Si le président français affiche un certain optimisme, l’avocate de la famille Kohler et de la Prix Nobel de la paix, Narges Mohammadi, Maitre Chirinne Ardakani dresse un tableau beaucoup plus sombre. Selon elle, les éléments recueillis laissent craindre « une situation globale de recul plutôt que de progrès » et cela depuis le transfert de Cécile Kohler et Jacques Paris de la prison d’Evine à Téhéran vers un lieu inconnu, après des frappes israéliennes sur les lieux en juin. « En droit, c’est ce qu’on appelle une situation de disparition forcée » souligne-t-elle. Les dernières nouvelles directes du couple remontent au 13 septembre. La famille n’a eu que deux contacts brefs et contraints depuis juin, « sans possibilité de parole libre. ». « Nous savons qu’ils sont en vie, mais ni l’endroit où ils sont emprisonnés, ni leurs conditions de détention ne sont communiquées » poursuit l’avocate. Elle déplore également l’absence de transparence des autorités françaises, « Je ne dis pas que rien n’est entrepris, mais si des mesures existent, les familles n’en ont pas connaissance. »

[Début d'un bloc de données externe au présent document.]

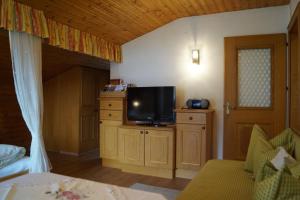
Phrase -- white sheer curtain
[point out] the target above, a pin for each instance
(26, 56)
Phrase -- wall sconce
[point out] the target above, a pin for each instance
(196, 56)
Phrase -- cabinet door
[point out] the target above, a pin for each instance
(89, 128)
(190, 146)
(131, 146)
(159, 147)
(109, 139)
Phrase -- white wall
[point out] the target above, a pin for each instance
(293, 5)
(163, 56)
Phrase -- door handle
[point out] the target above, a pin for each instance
(228, 108)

« Tout ce scénario diplomatique n’est qu’une fable »

Le 11 septembre, le ministre iranien des affaires étrangères, Abbas Araghchi a confirmé lors d’une interview télévisée qu’un accord visant à échanger des prisonniers était en discussion. Il a évoqué la « phase finale » d’un échange impliquant Mahdieh Esfandiari, une Iranienne arrêtée en France pour apologie du terrorisme sur les réseaux sociaux.

Pour Maitre Ardakani, cette démarche n’est rien d’autre qu’une stratégie de chantage, « tout ce scénario diplomatique n’est qu’une fable destinée à obtenir des concessions françaises. C’est un aveu explicite, la République islamique reconnaît que Cécile et Jacques sont liés au bon vouloir de la France. Leur libération est conditionnée à une transaction qui s’apparente à une opération d’extorsion. »

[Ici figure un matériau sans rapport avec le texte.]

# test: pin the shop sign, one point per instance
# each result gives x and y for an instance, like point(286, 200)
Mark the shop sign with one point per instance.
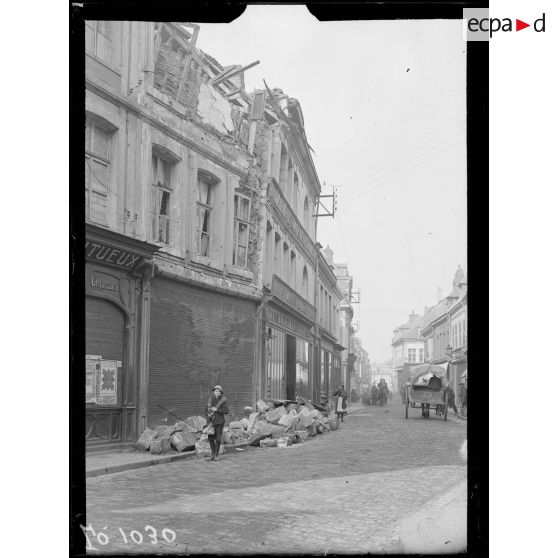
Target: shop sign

« La République islamique d’Iran doit être condamnée comme un État bourreau »

Face à l’enlisement diplomatique, les familles et leurs avocats réclament une action plus ferme. En mai 2024, la France a saisi la Cour internationale de justice (CIJ) contre Téhéran. Mais pour Chirinne Ardakani, cette initiative est arrivée trop tard et reste insuffisante, « la République islamique d’Iran doit être condamnée comme un État bourreau. La France a attendu deux ans avant de saisir la Cour internationale de Justice, malgré la dégradation de la situation. Et aujourd’hui la CIJ, à la demande de la France, abandonne l’affaire opposant Paris à Téhéran au sujet de la détention de deux citoyens français en Iran. «Maintenant, nous demandons des mesures d’urgence et la reconnaissance de l’Iran comme État criminel. » affirme Chirinne Ardakani. Elle critique également la position du gouvernement français, qui estime que ce recours n’est « pas pertinent à activer immédiatement ». L’avocate interroge : « Mais que signifie l’urgence si ce n’est pas maintenant ? Nous demandons une libération immédiate et inconditionnelle. »

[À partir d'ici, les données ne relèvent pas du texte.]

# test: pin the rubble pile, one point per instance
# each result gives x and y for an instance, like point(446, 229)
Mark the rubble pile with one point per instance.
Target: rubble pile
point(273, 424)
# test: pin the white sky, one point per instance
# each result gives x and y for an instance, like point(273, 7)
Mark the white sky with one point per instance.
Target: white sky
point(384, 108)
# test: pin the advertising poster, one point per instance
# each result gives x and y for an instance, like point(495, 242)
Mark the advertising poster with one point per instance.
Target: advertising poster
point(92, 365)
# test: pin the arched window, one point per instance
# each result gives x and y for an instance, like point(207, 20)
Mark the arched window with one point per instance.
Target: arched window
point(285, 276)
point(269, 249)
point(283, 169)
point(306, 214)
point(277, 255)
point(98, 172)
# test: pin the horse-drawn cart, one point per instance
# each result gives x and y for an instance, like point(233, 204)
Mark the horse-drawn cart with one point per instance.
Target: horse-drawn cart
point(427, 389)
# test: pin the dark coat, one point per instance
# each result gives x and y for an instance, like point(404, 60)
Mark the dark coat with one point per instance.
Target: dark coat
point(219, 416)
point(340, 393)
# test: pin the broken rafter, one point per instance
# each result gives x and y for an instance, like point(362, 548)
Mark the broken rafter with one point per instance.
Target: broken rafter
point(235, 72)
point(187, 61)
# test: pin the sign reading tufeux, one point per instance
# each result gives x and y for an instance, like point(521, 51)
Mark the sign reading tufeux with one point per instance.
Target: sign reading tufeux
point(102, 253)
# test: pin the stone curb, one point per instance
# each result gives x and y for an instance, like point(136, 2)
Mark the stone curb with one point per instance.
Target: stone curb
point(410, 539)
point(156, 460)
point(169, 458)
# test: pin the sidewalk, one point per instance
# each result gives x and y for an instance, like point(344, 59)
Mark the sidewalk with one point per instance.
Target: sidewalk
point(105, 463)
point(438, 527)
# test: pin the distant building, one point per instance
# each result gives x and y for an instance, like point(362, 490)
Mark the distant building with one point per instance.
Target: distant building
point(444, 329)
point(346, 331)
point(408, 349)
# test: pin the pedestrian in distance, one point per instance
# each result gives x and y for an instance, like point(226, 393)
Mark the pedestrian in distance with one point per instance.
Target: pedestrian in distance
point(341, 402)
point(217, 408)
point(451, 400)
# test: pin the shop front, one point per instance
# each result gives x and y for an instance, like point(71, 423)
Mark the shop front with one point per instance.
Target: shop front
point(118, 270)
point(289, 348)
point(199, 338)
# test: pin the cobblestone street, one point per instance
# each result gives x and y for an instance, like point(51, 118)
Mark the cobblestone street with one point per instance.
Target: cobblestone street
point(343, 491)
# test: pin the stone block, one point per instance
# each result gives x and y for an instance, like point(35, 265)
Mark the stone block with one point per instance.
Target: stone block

 « Mais que signifie l’urgence si ce n’est pas maintenant ? Nous demandons une libération immédiate et inconditionnelle. » 

Chirinne Ardakani, avocate de la famille Kohler et du Prix Nobel de la paix, Narges Mohammadi

Elle conclut en alertant sur les conséquences pour les autres otages : « Qu’est-ce que cela veut dire pour eux ? Vous créez un précédent dangereux. » Elle fait notamment référence à Lennart Monterlos, un Franco-Allemand de 19 ans arrêté alors qu’il traversait l’Iran à vélo, durant la guerre des 12 jours, déclenchée le 13 juin 2025 entre Israël et l’Iran.

 

Ce jeudi soir, plusieurs rassemblements sont organisés à travers la France pour marquer le quatrième anniversaire de Cécile Kohler depuis la captivité. Les familles et soutiens y réitéreront leur appel à une action forte, tant diplomatique que judiciaire, afin que les otages puissent enfin rentrer en France.